But, I can't find anyone who is interested in learning to do this kind of work. Why should they? They can make as much money doing some kind of paper-pushing in an office. IF (a big IF) they can FIND such a job.


----------



## Tirediron (Jul 12, 2010)

You will be glad to know that not all of the younger generation wants to work in an office, my son (17) likes to fix things and run heavy equipment, while other guys his age are worried about getting a new car he is watching the prices of construction machinery.


----------



## machinist (Jul 4, 2012)

Glad to hear it! There are a few gear heads around here, but mostly they want to build a "rat rod", or a chopper. Then there are a few that are trying to put back the parts that fell off the latest POS car they have. The greatest majority, though, are busily exercising their thumbs on some video game or Ifad toy, texting nonsense to their like-minded buddies. 

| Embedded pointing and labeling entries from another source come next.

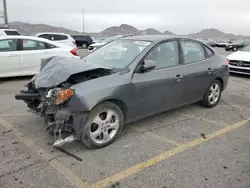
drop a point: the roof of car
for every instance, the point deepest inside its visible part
(52, 33)
(155, 37)
(26, 37)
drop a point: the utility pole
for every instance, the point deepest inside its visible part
(5, 14)
(83, 24)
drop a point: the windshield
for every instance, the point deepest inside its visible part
(117, 54)
(246, 49)
(110, 39)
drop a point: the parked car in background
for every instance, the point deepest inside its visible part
(234, 46)
(222, 44)
(21, 55)
(61, 38)
(239, 62)
(126, 80)
(82, 40)
(6, 32)
(97, 45)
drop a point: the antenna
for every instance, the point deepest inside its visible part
(5, 14)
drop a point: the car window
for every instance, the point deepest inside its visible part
(58, 37)
(165, 55)
(33, 45)
(8, 45)
(117, 54)
(210, 53)
(11, 32)
(192, 51)
(50, 46)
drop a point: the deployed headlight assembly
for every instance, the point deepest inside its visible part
(63, 95)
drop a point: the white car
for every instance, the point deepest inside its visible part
(239, 62)
(97, 45)
(6, 32)
(61, 38)
(21, 55)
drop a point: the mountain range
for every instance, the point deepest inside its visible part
(27, 28)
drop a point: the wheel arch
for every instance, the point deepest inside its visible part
(120, 103)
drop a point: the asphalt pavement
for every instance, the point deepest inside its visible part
(185, 148)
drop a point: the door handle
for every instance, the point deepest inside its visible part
(13, 55)
(209, 70)
(178, 77)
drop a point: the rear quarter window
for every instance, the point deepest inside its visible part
(59, 37)
(11, 32)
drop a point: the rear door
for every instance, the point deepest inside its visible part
(31, 54)
(196, 71)
(9, 55)
(155, 91)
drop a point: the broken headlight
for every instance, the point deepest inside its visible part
(62, 95)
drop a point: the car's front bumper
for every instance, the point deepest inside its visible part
(239, 70)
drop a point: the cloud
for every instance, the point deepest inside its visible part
(178, 16)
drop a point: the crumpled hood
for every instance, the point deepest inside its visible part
(56, 70)
(97, 44)
(240, 56)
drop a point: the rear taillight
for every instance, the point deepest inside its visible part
(74, 51)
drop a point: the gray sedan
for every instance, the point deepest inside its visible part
(123, 81)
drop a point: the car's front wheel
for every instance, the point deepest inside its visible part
(84, 45)
(103, 125)
(235, 49)
(212, 95)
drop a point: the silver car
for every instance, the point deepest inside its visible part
(123, 81)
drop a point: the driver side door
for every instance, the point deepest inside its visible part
(150, 89)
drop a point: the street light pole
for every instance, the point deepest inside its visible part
(83, 24)
(5, 13)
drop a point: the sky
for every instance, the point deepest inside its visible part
(178, 16)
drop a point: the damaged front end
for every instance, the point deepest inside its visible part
(51, 105)
(51, 94)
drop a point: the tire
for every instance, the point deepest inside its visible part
(92, 135)
(207, 100)
(84, 45)
(235, 49)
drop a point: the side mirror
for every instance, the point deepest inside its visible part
(147, 65)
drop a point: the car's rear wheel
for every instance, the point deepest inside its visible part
(212, 95)
(103, 125)
(235, 49)
(84, 45)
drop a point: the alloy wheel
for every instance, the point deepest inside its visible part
(214, 95)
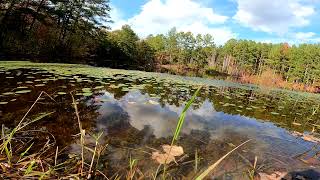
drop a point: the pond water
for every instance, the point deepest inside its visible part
(138, 113)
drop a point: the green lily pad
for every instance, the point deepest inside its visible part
(23, 91)
(8, 93)
(87, 94)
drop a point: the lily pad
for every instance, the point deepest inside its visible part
(23, 91)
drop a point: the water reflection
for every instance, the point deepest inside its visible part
(138, 116)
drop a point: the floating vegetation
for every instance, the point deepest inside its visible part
(136, 108)
(8, 93)
(61, 93)
(23, 91)
(39, 85)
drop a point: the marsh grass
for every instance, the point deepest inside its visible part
(44, 164)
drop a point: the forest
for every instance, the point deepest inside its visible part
(77, 32)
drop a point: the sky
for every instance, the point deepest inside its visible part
(271, 21)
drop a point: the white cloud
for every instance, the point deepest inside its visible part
(159, 16)
(117, 17)
(273, 16)
(304, 35)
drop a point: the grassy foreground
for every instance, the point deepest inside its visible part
(17, 162)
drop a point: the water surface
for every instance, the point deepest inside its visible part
(138, 114)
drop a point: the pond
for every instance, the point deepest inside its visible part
(138, 112)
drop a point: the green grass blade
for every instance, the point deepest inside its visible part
(183, 116)
(207, 172)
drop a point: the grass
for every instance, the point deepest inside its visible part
(37, 164)
(29, 164)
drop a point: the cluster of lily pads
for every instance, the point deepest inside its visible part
(279, 106)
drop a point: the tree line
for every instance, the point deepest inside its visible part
(75, 31)
(296, 63)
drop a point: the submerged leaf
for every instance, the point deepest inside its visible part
(173, 150)
(170, 152)
(162, 158)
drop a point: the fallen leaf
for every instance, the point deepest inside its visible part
(173, 150)
(274, 176)
(162, 158)
(170, 152)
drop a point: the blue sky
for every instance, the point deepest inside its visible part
(293, 21)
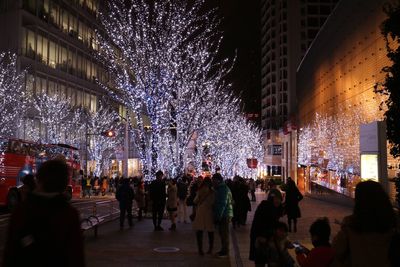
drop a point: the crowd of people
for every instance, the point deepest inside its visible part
(45, 222)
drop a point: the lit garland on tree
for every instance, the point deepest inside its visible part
(56, 116)
(101, 148)
(336, 138)
(12, 95)
(150, 46)
(162, 60)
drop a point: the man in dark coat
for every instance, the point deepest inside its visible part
(265, 220)
(158, 196)
(45, 230)
(292, 199)
(125, 196)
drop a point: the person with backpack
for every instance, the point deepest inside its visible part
(125, 196)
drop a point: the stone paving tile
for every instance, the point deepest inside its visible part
(134, 247)
(311, 209)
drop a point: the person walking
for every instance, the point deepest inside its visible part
(125, 197)
(204, 220)
(322, 254)
(182, 193)
(223, 212)
(140, 198)
(366, 235)
(158, 197)
(292, 199)
(45, 230)
(265, 221)
(252, 188)
(172, 203)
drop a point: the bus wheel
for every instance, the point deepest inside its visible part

I can barely make a call on my first cell phone, but I'm the one they come to to get the axle put back under their 4 wheel ATV's. After they ran it over a stump...


----------



## mamak (Nov 28, 2012)

I understand the frustrations of the new generations and lack of skills. I'm actually quite frustrated with myself with my lack of skills. I'm a 30 something wife and mom of four and a new prepper. It's not an excuse but I have no one to learn from. My grandparents are gone and with no skilled family members my resources are pretty thin. My generation was the one to figure out how to program the VCR for our parents while they were amazed at the cordless phone. Maybe it's where we lived or what my parents careers were but when something wore out or broke, they went to the store. I don't want to continue that trend. While I say that I am very aware that my same-aged friends on FB are all about designer sunglasses, jeans, jewelry and pretty cars and artwork and fluffy pillows on the expensive couch in the expensive suburban house and when their next manicure is. I'm online looking for property with a well or learning how to can meats or researching how to make my own cleaners and detergents. I've got my basic preps and desperately need and want a variety of skills. Just know there are some of us out here.


----------



## machinist (Jul 4, 2012)

mamak,

CHEERS! :congrat: Glad you are working on it! If I can help, say so. What us old codgers are pining for is some young person who is simply INTERESTED in learning. It's a crying shame to have lived so long and learned a lot, just to know it is going to die with me.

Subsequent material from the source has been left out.